Thursday 15 September 2022

Britain 'the only country in Europe from which Wrynecks have become extirpated as breeding birds'.

                                                      

Gerard Gorman's fascinating study of a remarkable species

WHO would ever think of scanning seaweed in the hope of glimpsing a . . . Wryneck?

According to a  book dedicated to the species, migrating Wrynecks "often forage among rocks and seaweed on beaches, presumably searching for fly larvae, sandhoppers and the like".

However, their preferred diet consists of ants which they like to seek out on mosaic habitats that comprise traditional farmed pastures, meadows, patches of rock or barren ground and trees.

They also favour former military bases which have reverted to grasslands and abandoned industrial and mining site with pioneering vegetation.

In his entertaining and authoritative book, The Wryneck, Gerard Gorman laments the disappearance in Great Britain of a bird which was once a widespread and relatively common breeding summer resident.

The last nesting records for our islands were of a pair in Buckinghamshire in 1985 and one in Ross-shire in 2002.

Writes the author: "Regrettably, Britain has the ignominy of being the only country in Europe from which Wrynecks have become extirpated as breeding birds."

What went wrong?

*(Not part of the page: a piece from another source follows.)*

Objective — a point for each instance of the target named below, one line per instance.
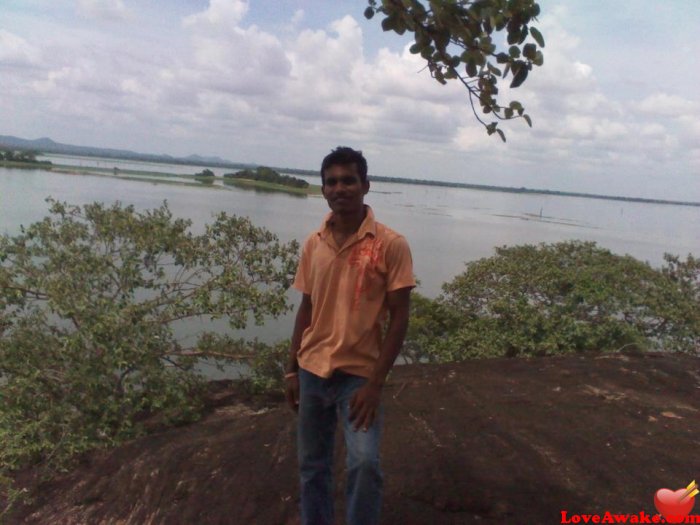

The author, an expert on the world's woodpecker family, of which the Wryneck is one, acknowleges that degradation of habitat may be a factor, but it is probably not the only one.

The decline of the Wryneck set in as far back as the late 1800s, long before the introduction of agro-chemicals and the intensification of how orchards, a favourite habitat, were managed.

What is more, there has been no comparable demise in the Green Woodpecker, a species which has similar habitat and feeding requirements.

On the plus side, Wrynecks (up to about 300 a year) still occur on migration in Britain, prompting hopes, admittedly slim, that the bird may yet return as a breeder.

To UK birders, the author's exploration of the collapse of the Wryneck is perhaps the most intriguing part of his narrative, but the remaining 200 or so pages are also full of fascinating information based both on his own research and his study of authoritative articles by other ornithologists.

The species' behaviour, its diet, its worldwide distribution, its favoured habitats and its place in folklore and mythology are all covered in absorbing detail.